While he has become a mainstay of the Test side since his international bow five years ago, there have long been question marks over whether Cook's style is suitable for the faster-paced limited-overs game.
He has played just 26 one-day internationals and four Twenty20 matches for his country and has not pulled on a coloured England shirt for 15 months, when he captained the tour to Bangladesh in Andrew Strauss' absence.
His leadership credentials have once again proved to be his door to the one-day side following Strauss' retirement from the format, and he believes he is ready to transfer his stellar recent form in the longer format to the five-match series against Sri Lanka. "As an international player you are always under pressure and you've always got to prove yourself," he said.
"I'm excited by that challenge and I think my one-day game has evolved. In Bangladesh I scored runs and I scored them quickly. I know I have the talent and the skills to do it. Every time I wasn't playing Test cricket I went back to Essex to play one-day cricket. It's part of the skill-set you need to develop the ability to change your method. I'm nowhere near the finished article and I've got a lot of work to do, but I'm prepared to do it."
Cook's limited-overs record is, perhaps, not as modest as it has been depicted in some quarters.
He has five half-centuries to go with a hundred against India and looked a more aggressive player when he opened the innings against Bangladesh last year, making 64 and 60 at virtually a run a ball.
His detractors remain though, most notably former England skipper Mike Atherton, who this week described Cook as a "plodder" and also queried his usefulness in the field in one-dayers.
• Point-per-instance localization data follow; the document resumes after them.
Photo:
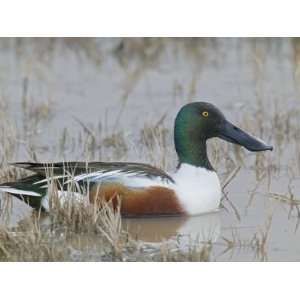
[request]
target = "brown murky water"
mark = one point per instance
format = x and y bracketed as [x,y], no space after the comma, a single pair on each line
[126,91]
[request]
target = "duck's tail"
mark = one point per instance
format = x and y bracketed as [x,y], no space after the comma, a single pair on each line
[26,189]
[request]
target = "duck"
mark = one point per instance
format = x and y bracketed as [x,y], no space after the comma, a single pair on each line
[141,189]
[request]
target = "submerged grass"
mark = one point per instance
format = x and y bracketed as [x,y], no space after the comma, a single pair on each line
[77,230]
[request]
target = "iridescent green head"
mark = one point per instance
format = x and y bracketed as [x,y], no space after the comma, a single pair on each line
[197,122]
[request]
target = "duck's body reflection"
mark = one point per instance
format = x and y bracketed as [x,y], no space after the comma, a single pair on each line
[201,228]
[204,228]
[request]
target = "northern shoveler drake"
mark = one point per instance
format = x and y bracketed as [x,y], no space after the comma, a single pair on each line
[194,187]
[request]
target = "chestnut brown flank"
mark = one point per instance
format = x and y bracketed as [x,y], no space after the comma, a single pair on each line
[144,201]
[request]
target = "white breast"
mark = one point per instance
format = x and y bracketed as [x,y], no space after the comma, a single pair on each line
[198,189]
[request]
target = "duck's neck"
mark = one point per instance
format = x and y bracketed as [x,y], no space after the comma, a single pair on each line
[192,151]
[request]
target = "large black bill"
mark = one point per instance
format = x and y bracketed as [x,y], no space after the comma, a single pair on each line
[232,134]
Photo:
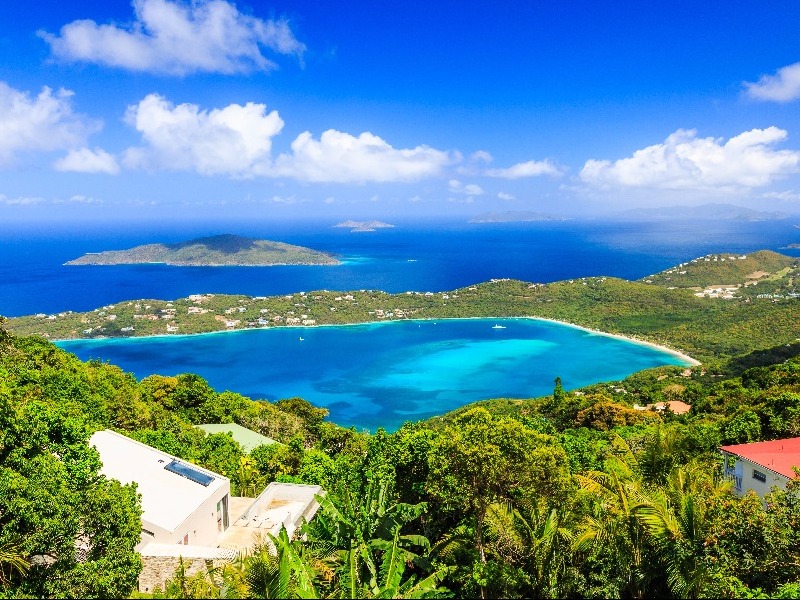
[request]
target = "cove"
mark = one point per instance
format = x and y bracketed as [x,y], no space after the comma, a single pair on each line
[383,374]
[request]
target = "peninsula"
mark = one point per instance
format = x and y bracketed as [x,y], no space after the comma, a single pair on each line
[358,226]
[515,216]
[218,250]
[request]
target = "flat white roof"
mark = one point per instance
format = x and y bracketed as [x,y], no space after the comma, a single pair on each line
[168,498]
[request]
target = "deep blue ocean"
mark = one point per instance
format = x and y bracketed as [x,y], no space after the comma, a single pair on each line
[382,374]
[373,375]
[436,256]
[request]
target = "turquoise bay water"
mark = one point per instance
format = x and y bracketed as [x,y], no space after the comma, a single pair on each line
[382,374]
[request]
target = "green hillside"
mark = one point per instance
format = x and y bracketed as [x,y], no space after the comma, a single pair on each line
[219,250]
[705,328]
[762,267]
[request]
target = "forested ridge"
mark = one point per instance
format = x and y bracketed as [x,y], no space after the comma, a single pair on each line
[575,494]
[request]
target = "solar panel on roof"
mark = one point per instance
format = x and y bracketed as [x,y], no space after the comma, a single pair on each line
[190,473]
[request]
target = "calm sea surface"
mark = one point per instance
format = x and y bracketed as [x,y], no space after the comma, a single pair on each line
[433,257]
[375,375]
[382,374]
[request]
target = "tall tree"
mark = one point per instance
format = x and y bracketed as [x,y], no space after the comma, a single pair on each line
[479,460]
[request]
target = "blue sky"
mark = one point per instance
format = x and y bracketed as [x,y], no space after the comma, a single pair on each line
[209,109]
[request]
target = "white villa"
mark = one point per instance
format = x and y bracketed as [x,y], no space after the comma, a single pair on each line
[760,466]
[188,512]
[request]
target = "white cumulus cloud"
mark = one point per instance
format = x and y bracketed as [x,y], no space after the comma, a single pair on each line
[178,38]
[783,86]
[43,123]
[470,189]
[685,162]
[339,157]
[85,160]
[531,168]
[235,140]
Asked about those comments, Cook joked: "It takes one to know one, I suppose. Everybody is entitled to their opinion. But I've scored a one-day hundred for England. I know I can score runs at the top of the order and I'm excited that I'm in a good place to go and show that. It doesn't matter if it's being ignored, I know I can score runs and score them quickly, I have my own style of doing it."
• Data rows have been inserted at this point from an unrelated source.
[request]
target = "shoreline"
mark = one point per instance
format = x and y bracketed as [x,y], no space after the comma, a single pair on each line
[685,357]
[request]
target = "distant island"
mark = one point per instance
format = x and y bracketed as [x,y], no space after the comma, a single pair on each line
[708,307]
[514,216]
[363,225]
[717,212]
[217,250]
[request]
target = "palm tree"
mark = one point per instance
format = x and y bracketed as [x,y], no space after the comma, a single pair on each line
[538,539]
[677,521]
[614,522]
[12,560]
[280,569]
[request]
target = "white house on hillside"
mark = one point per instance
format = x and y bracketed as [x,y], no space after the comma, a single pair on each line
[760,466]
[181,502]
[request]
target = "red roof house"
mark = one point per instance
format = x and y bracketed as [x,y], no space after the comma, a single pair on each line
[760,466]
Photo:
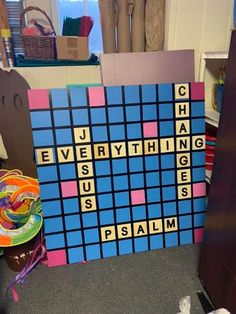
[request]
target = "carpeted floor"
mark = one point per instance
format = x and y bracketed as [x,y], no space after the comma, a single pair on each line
[150,282]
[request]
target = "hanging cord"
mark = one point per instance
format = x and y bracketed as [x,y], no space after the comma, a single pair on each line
[85,8]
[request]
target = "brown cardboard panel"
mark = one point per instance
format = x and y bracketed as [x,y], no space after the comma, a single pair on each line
[72,48]
[147,67]
[15,125]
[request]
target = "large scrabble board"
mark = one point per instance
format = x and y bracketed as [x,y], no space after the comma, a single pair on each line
[121,169]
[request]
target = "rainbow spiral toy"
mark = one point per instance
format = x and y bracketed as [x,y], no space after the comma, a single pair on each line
[20,208]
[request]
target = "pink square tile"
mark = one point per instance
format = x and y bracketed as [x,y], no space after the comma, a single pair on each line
[137,197]
[150,129]
[96,96]
[198,235]
[197,91]
[199,189]
[69,188]
[38,99]
[56,258]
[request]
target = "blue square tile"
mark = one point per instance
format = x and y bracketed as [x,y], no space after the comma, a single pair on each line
[154,211]
[106,217]
[156,242]
[139,212]
[109,249]
[119,166]
[99,134]
[98,115]
[198,126]
[131,94]
[198,174]
[167,161]
[121,199]
[199,204]
[135,164]
[117,132]
[185,207]
[151,163]
[137,181]
[114,95]
[105,201]
[168,193]
[55,241]
[80,117]
[93,252]
[133,113]
[90,220]
[199,220]
[51,208]
[186,237]
[72,222]
[165,92]
[102,167]
[63,136]
[74,238]
[171,239]
[165,111]
[185,222]
[104,184]
[67,171]
[91,236]
[47,173]
[125,247]
[41,119]
[140,244]
[120,183]
[198,109]
[61,117]
[134,131]
[169,209]
[149,112]
[152,179]
[153,195]
[166,128]
[115,114]
[53,225]
[43,138]
[148,93]
[198,158]
[168,177]
[50,190]
[75,255]
[59,98]
[71,205]
[78,97]
[123,215]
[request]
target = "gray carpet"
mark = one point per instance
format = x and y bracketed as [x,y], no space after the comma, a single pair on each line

Cook's most obvious role model in terms of restructuring his Test game to suit the shorter form is his predecessor as ODI skipper. By the time he retired from one-dayers following this year's World Cup, Strauss had developed into a risk-taking strokemaker and was one of the team's danger men. Cook now hopes to follow the same route.
"I think Straussy's a great example for me," he said. "When he first started playing one-day cricket I think he had a strike-rate of about 65, maybe 70. Towards the end his career strike-rate was up to 80. You can evolve, you can improve and he certainly did that. Hopefully I can follow in his footsteps."Yorkshire all-rounder Tim Bresnan has been added to the squad for the series after recovering from a calf problem that has been a hindrance since the one-day series in Australia at the start of the year. He has played twice for Yorkshire in the Friends Life t20 in the past week.